My hope is that the new agreement will be secured. When and how is very difficult to predict. What is absolutely clear is that the present agreement with Russia is economically unjustified and not fair, because it turns Ukraine into a country that buys the gas at a much higher price than even the Western European partners. And the mandatory volume which Ukraine has to buy every year is too high compared to the needs.
So this agreement should be reconsidered. However, the base of reconsideration of course depends on the partners.
This situation looks like the following: we need a lot of international partners, with whom we can work on different issues and this strategic partnership should go further and deepen without contradicting a strategic partnership with the other side. For example, at the moment Ukraine has a very good relationship under strategic terms, with respect to, for example, a corporation in the energy sector with the United States, concerning the nuclear power issues. Does it contradict the strategic partnership on the same thing with Russia? From my point of view, no. Because here a lot of interest could be combined and they could be made into the decisions which are acceptable for all the parties.
The same concerns our deepening economic relationship, for example, with the Asian countries like China. Will it contradict our European factor? Definitely not, because new investment projects if they will be undertaken with a Chinese business, would be very beneficial for Ukraine and for China and definitely they will not hurt the interest of any other trade partner.
The most important thing is, while making agreements, of course one should carefully check that the balance of interest is preserved. First of all it is in the interest of your country, and it is in the interest of not violating already signed international cooperation agreements, like WTO or whatever else.
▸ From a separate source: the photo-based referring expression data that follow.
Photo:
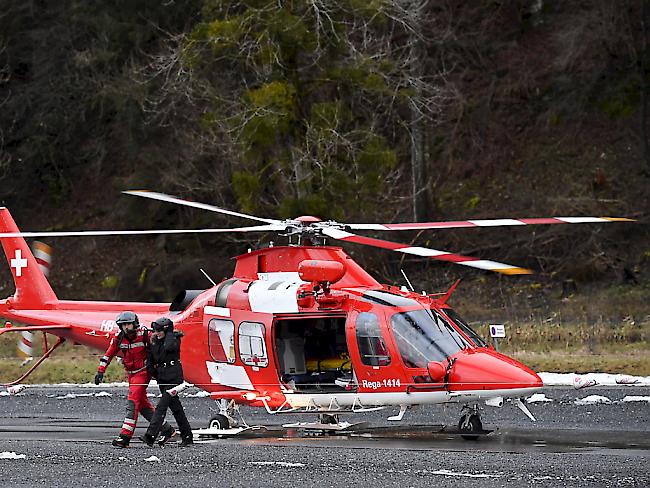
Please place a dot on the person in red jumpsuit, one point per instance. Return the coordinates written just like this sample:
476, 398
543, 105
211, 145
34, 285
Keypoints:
132, 343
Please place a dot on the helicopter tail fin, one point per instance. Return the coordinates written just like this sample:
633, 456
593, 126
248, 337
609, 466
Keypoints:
32, 288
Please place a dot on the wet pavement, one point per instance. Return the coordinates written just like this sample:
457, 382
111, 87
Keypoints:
66, 440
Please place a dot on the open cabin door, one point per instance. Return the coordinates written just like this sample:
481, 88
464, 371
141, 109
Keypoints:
312, 353
239, 346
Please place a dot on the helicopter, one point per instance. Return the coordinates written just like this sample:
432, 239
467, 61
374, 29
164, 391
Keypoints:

And I think that is the most important way of dealing with the issues: multiplicity of partners and cooperation with each of them, ether in a very wide sphere and quantity of different areas or on a selected basis where both partners feel most appropriate.
I hope that the overall picture and enthusiasm with which the Ukrainian people are waiting for this European championship will be felt by foreign visitors and will probably produce a new outlook on Ukraine as a country with not only huge potential but with huge possibilities which could be exploited and used now. So that is our aspiration, and we are also looking forward to welcoming a lot of guests during this championship.